Comme si elle nous attendait. Zalissa (nom d’emprunt), vendeuse de zoom-kom (jus à base de petit mil), lave son matériel de travail et s’apprête à quitter son lieu de commerce situé en bordure de la principale voie rouge qui traverse Sondogo à partir de la gare routière. « Nous disons un grand merci à la gendarmerie qui est venue. Nous souhaitons même qu’elle multiplie ce genre d’actions dans le quartier », s’empresse la commerçante, quand nous lui demandons son avis sur la descente des forces de l’ordre dans le quartier, il y a quelques semaines.

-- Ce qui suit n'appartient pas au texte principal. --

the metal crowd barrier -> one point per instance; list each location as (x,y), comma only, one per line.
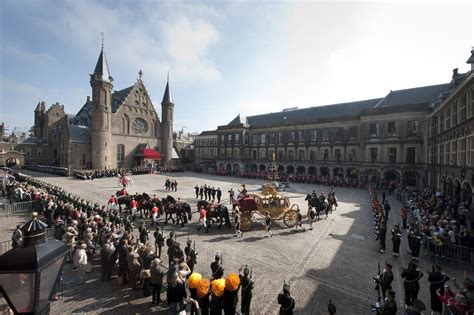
(18,207)
(451,253)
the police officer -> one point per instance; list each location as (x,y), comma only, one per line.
(411,284)
(396,240)
(286,301)
(159,241)
(247,286)
(216,268)
(191,256)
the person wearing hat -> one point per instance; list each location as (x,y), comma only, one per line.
(156,280)
(286,301)
(191,256)
(246,283)
(216,268)
(386,278)
(437,280)
(411,284)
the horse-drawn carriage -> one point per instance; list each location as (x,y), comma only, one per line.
(269,200)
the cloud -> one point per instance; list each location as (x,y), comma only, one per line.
(26,55)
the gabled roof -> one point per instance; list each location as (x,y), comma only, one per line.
(79,134)
(239,120)
(102,68)
(424,94)
(119,96)
(311,114)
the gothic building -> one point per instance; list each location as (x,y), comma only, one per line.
(111,130)
(421,136)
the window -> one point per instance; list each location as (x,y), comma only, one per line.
(325,136)
(373,130)
(411,155)
(392,155)
(391,129)
(374,154)
(337,154)
(120,152)
(301,155)
(325,154)
(291,136)
(412,128)
(352,155)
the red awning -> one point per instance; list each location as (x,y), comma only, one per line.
(151,154)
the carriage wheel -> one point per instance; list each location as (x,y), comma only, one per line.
(245,221)
(291,216)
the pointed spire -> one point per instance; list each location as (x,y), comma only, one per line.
(102,68)
(167,96)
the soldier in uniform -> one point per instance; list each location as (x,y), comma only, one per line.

Mais pourquoi un tel souhait ? Relançons-nous. Et Zalissa d’embrayer : « La nuit, nous n’arrivons pas à dormir. Jusqu’ici au bord de la route, c’est du bruit. Les clients boivent ou sont sous l’emprise d’autres produits. Ça crie, ça court, ça fait la vitesse quand ce ne sont pas des voleurs qu’on poursuit. Pendant une semaine, on peut ne pas fermer l’œil. C’est un lieu de vente et de consommation de drogue », poursuit la commerçante. Excessive ou pas ? Difficile de confirmer ses propos sur la présence de drogue à Allah ti kouman. Par contre, les autres griefs sont partagés par plusieurs riverains.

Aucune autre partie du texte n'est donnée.